June 7, 2013
-
Archiving Your Xanga
I was going to download an archive to see how it compared to the last time I archived this site in 2009 (unless I'm misremembering, they now have a way to archive your photos, pulses, etc.) but the page it directs me to doesn't exist. You continue to fill me with confidence, Xanga Team.
In any case, the largest reason I wanted to see how it looked this time was that, last time, it was a series of htm files. Any form of layout that you had or pulses or images (I *imagine* that images hosted on other sites would appear, with an internet connection) aren't included in this. Also, having been labeling my posts with tags for the past year (I think I made it to 2009 but I haven't made it all the way through yet), there's no way to tap into that very valuable organization method (particular given that the search function will most likely be disabled).
So I started looking into alternative ways to archive my site.
Yet again reaffirming my love for the terminal (as well as wget), I figured out a way to do it (using wget, obviously).
If you have Linux, a Mac, BSD, or Solaris, simply open up a terminal and put in wget with the flags m, k, K, E, and p with the URI of your Xanga (so, in my case, I put in wget -m -k -K -E -p thirst2.xanga.com). Then press enter.
It will create a new folder titled after your site and download everything there. The m flag "turns on recursion and time-stamping, sets infinite recursion depth[,] and keeps FTP directory listings". Basically, it makes certain wget downloads more than just the first page.
The k flag "convert[s] the links in the document to make them suitable for local viewing". Basically, it makes certain that, if you click on a link, it'll direct you to file:///home/[your home folder's name]/[your xanga's name].xanga.com/etc instead of to http://[your xanga's name].xanga.com/etc.
The K flag will back up the original files, unaltered, with the file extension .orig (that'll basically be useless if Xanga is taken down but I figure it doesn't hurt to have the originals just in case; that or it's my packrattiness talking).
The E flag will, "[i]f a file of type application/xhtml+xml or text/html is downloaded and the URL does not end with the [file extension .html], […] cause the suffix .html to be appended to the local filename".
Lastly, the p flag will get images and other embedded objects (I still haven't seen how well that works yet; thus far, wget hasn't downloaded any images and I very much want the images I uploaded to this site.
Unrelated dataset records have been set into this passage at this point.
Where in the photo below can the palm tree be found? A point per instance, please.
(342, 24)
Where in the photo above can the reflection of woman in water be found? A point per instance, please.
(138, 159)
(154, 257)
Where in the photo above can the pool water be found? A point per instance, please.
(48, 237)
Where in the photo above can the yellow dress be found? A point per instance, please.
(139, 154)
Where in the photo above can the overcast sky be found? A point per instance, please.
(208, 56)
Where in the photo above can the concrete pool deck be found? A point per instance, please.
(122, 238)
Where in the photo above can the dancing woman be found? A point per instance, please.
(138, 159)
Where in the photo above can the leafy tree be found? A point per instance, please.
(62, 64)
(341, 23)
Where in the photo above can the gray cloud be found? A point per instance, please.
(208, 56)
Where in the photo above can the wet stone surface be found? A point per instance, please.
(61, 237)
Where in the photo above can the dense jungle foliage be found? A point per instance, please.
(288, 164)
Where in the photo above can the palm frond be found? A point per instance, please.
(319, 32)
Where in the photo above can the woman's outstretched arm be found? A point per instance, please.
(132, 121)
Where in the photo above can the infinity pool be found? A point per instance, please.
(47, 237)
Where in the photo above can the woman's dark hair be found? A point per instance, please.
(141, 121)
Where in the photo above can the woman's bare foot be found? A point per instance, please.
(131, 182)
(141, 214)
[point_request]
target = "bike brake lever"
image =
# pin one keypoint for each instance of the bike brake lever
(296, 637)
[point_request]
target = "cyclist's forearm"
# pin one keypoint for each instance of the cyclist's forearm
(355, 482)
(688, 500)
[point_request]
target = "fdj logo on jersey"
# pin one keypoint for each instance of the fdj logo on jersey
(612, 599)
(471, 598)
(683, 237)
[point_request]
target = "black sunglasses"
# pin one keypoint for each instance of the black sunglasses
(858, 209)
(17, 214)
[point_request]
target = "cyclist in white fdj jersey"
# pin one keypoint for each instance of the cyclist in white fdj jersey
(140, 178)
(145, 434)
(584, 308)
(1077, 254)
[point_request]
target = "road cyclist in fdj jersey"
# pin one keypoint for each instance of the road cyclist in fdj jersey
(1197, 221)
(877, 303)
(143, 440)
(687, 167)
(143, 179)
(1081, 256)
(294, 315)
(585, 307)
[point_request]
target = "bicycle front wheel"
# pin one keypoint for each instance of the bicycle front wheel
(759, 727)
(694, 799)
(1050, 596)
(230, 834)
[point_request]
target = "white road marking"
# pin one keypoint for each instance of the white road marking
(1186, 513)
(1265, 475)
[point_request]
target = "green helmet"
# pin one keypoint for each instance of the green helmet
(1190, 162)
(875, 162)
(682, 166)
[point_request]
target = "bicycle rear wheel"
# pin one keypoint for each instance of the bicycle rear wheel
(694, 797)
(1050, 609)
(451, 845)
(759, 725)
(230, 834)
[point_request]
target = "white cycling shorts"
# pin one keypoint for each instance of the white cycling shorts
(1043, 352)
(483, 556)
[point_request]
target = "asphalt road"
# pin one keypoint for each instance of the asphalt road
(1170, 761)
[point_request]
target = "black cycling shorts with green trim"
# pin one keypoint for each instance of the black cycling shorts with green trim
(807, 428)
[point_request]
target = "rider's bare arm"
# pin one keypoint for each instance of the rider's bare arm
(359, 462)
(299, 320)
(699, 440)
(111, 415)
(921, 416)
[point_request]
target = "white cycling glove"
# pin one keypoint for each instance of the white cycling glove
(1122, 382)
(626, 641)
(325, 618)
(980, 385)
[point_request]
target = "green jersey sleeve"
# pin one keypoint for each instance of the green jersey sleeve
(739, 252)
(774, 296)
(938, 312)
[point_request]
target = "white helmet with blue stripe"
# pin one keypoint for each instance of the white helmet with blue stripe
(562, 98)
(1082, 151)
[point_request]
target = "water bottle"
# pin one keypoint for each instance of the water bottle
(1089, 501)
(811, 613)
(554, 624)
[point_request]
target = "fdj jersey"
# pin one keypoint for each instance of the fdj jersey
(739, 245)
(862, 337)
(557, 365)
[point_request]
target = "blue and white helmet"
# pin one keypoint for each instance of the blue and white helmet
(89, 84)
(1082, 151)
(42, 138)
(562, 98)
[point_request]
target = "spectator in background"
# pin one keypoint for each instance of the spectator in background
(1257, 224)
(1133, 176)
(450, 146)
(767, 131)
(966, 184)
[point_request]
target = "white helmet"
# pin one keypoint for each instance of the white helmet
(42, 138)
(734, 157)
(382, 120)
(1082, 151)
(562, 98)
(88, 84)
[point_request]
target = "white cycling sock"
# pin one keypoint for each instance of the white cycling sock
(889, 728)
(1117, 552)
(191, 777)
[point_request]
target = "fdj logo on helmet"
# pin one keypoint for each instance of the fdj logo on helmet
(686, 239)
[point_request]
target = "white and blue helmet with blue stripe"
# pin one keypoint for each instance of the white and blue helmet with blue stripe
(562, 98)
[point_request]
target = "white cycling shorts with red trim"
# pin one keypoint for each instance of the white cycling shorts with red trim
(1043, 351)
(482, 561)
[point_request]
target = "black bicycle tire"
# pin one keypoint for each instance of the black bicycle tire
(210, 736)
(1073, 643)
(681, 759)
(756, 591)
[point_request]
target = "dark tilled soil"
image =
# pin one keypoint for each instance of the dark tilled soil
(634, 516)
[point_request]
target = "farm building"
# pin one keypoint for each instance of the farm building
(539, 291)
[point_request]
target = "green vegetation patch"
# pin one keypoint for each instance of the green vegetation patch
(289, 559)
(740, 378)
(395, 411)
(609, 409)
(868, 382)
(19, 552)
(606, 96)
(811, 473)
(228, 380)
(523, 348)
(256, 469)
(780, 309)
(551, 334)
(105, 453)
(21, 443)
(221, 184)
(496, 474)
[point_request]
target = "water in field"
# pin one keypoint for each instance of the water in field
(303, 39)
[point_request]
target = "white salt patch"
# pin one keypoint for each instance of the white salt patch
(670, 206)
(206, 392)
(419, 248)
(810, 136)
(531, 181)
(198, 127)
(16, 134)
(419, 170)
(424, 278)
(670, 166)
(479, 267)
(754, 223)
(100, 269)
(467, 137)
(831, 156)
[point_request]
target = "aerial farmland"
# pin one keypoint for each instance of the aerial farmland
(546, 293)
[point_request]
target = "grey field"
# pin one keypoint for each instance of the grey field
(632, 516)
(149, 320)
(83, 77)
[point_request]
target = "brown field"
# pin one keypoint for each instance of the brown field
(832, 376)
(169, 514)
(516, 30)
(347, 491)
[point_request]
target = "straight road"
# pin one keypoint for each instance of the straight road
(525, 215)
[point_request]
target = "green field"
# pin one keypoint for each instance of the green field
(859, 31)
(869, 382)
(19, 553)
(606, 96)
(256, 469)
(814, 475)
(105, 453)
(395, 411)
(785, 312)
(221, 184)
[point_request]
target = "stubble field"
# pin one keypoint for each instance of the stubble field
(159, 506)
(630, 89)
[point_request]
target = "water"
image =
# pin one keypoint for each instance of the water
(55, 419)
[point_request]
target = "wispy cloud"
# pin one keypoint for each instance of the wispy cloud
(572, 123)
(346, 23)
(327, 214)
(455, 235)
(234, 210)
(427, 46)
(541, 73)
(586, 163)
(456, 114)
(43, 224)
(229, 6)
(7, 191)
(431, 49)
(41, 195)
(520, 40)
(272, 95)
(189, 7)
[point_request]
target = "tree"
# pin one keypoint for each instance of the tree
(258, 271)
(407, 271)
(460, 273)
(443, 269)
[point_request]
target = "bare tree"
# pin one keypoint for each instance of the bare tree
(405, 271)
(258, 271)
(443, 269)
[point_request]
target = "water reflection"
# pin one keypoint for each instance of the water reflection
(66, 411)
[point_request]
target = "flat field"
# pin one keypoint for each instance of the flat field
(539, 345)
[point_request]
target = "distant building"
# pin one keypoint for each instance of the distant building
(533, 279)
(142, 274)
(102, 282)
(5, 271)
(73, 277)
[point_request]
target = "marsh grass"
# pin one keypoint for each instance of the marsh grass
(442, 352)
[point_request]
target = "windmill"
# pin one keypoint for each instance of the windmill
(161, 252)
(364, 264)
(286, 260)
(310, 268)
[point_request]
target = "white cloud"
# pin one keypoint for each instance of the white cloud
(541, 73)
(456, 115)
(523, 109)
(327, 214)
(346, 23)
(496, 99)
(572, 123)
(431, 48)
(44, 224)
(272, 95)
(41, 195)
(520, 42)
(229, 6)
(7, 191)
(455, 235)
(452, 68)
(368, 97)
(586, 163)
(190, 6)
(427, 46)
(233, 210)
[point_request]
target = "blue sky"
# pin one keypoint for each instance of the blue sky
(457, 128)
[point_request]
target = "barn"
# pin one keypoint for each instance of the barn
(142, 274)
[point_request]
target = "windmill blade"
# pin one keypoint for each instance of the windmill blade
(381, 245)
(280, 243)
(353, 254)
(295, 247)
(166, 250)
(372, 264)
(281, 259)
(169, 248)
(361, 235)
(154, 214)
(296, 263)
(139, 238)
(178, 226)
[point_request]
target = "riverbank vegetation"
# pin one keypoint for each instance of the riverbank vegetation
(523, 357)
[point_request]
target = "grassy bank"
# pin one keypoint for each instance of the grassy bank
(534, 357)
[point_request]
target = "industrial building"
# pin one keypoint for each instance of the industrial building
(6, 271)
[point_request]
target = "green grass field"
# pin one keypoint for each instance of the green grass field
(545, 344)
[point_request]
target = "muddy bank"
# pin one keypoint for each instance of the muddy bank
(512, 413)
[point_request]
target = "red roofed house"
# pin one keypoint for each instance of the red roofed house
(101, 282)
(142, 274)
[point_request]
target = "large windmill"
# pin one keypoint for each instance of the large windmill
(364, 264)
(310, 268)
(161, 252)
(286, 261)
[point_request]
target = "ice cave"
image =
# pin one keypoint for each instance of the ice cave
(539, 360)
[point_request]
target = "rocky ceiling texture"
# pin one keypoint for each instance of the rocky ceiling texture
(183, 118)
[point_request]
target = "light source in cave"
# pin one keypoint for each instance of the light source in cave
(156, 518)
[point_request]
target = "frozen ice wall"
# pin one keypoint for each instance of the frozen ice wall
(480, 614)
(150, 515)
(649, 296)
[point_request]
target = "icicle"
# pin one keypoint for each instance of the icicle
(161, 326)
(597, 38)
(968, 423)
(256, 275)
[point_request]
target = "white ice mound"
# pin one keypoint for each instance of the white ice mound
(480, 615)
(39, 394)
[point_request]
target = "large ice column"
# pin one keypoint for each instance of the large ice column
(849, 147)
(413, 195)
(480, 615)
Towards the end here, I started uploading them to tinypic.com before using them in a post but I certainly didn't in the beginning).
Edit: It's not downloading the images because they're often on URIs of http://x01.xanga.com/etc. Since it's not thirst2.xanga.com, wget thinks it's not supposed to get them. I haven't tested it yet but adding the H flag should fix that. It enables "spanning across hosts when doing recursive retrieving". Of course, this also means that any pictures I uploaded to tinypic.com and linked to will also be downloaded (even though tinypic isn't going down anytime soon…), and maybe YouTube stuff as well… Though it does mean that any videos I uploaded will be downloaded, so that's not bad. I'll let you know if it works once I get to try it.
Edit: Alright, the H flag, even with the D flag marked with domains that it's supposed to restrict itself to, likes to downloaded anything linked to your site and tries to download all of Xanga. Regardless, this shouldn't even be a problem since the p flag is supposed to download all images, etc. including those that might be hosted off the site. Thus, x01.xanga.com/whatever/whatever.jpg should be downloaded, seeing as it's pretty directly embedded. Sad; it's such a useful and powerful tool otherwise. So, the Debian software repositories had WebHTTrack and I downloaded that. It's in the process of downloading my site but it seems to be doing a good job. It's a bit overkill in that it's downloading everything linked to tinypic and also a PDF version of the New York Times article I linked to but it is not, notably, downloading other people's Xangas. It's just being thorough, which I suppose is nice in the event that tinypic goes down or something. I should have an archive that works entirely locally and thoroughly without an internet connection (which is more than I was expecting before). Go to http://www.httrack.com/ in order to get the program. They have a version for Windows, Mac, Linux, and BSD. The Mac one looks a little bit more complicated but the Linux and Windows versions are nicely straightforward.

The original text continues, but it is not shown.